According to the Commission, the restructuring plans will allow Liberbank, BMN and Banco CEISS to become viable in the long term.
The measures contemplated in the plans include:
- A substantial reduction of the balance sheets of Liberbank, BMN and Banco CEISS in 2017, as compared to 2010: over 40% for BMN, about 30% for CEISS and approximately 25 % for Liberbank.
- In the case of Caja3, it will be fully integrated into Ibercaja and cease to exist as an independent entity.
- The banks will refocus their business model on retail and SME lending in their historical core regions.
- Banks will exit from lending to real estate development, or maintain only a marginal activity in this field.
- Presence in the wholesale business will be limited.
- The transfer of assets to SAREB.
- The sale of Banco CEISS before the end of the restructuring period (2017)
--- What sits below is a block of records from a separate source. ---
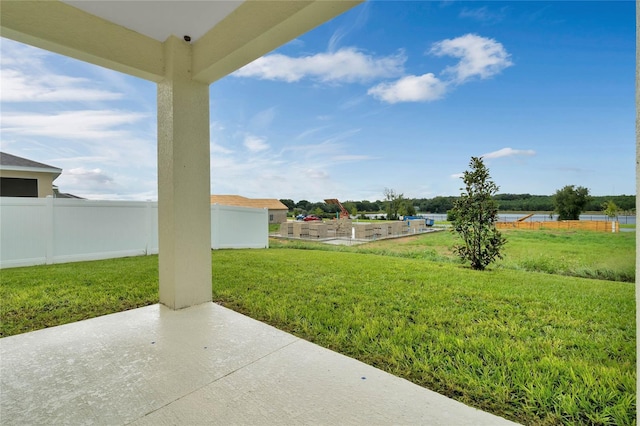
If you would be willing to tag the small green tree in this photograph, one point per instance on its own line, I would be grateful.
(610, 209)
(570, 201)
(475, 215)
(393, 201)
(407, 208)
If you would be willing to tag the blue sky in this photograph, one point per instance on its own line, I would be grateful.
(391, 94)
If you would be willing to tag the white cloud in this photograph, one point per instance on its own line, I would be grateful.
(84, 124)
(412, 88)
(83, 175)
(255, 144)
(219, 149)
(479, 57)
(508, 152)
(26, 76)
(346, 65)
(23, 87)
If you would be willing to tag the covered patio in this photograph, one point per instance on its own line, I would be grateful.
(202, 365)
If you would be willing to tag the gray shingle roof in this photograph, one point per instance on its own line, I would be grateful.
(15, 161)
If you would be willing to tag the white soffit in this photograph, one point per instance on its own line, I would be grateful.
(160, 19)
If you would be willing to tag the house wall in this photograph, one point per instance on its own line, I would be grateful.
(35, 231)
(45, 180)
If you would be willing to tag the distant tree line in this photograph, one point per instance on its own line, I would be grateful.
(506, 202)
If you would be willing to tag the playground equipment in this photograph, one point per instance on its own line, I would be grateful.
(343, 213)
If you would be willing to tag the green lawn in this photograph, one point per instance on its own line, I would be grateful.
(581, 254)
(538, 348)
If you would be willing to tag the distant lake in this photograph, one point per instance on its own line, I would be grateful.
(512, 217)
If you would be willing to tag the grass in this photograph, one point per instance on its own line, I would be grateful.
(44, 296)
(583, 254)
(535, 348)
(538, 348)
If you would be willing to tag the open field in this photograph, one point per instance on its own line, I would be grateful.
(573, 253)
(538, 348)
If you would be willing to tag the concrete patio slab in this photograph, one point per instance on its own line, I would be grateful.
(202, 365)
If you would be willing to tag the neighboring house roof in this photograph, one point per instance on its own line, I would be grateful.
(256, 203)
(58, 194)
(15, 163)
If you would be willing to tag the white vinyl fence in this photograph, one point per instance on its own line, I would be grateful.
(35, 231)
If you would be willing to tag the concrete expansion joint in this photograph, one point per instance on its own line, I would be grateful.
(297, 340)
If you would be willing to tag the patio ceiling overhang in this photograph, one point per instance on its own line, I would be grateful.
(128, 36)
(183, 46)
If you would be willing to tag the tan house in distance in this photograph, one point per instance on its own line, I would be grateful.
(20, 177)
(277, 210)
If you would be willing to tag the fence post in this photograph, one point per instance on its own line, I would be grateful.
(48, 229)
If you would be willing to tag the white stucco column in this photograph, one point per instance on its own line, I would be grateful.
(184, 217)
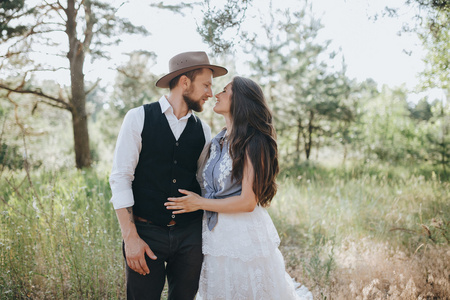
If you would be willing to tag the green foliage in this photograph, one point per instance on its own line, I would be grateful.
(59, 238)
(216, 22)
(9, 10)
(10, 157)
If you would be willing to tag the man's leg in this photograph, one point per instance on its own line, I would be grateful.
(184, 265)
(149, 286)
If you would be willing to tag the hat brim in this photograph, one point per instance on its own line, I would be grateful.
(164, 81)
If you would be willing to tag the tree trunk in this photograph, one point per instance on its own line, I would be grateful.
(76, 57)
(308, 141)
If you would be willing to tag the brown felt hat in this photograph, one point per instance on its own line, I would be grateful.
(188, 61)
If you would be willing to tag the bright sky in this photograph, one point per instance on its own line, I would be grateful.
(372, 49)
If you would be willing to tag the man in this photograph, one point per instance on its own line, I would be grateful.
(156, 154)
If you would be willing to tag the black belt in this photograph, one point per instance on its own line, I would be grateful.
(139, 219)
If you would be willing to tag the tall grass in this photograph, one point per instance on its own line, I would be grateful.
(355, 232)
(59, 238)
(365, 232)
- The flotation of BMN and Liberbank within the same timeframe.
- The absorption of losses borne by the four banks and their stakeholders (ie. holders of shares and hybrid capital) to ensure a satisfactory burden-sharing and an adequate own contribution to the financing of the significant restructuring costs.
- The divestment by the banks of a number of industrial equity stakes and subsidiaries.
- Limitations on remuneration for State-owned credit institutions.
- A ban on coupon payments until the burden sharing measures on hybrid instruments have been fully implemented.
- Restrictions on advertising the state support and using it for commercially aggressive practices.
- An acquisition ban on Liberbank, Banco CEISS and BMN.
Altogether, the programme funds for these four banks will amount to Euro 1,865 million:
- Euro 124 million in the case of Liberbank in the form of contingent convertible bonds (CoCos)
- Euro 407 million for Caja3 in the form of contingent convertible bonds (CoCos)
- Euro 730 million for BMN in the form of ordinary shares, and
- Euro 604 million for Banco CEISS in the form of ordinary shares.
The rest of the capital shortfall of these banks as identified in the stress tests will be covered by the burden sharing exercise (which will provide more than Euro 2 billion in capital), asset sales and other management actions (more than Euro 1 billion) and the transfer of impaired assets and loans to the asset management company, SAREB (around Euro 1 billion).
Specific plans for each institution have not been announced by the Commission at this stage.
Garrigues has advised FROB on its dealings with the Commission regarding state aid regulation. The firm has acted in this capacity since the establishment of FROB in 2009 in all the bank restructuring processes initiated to this date.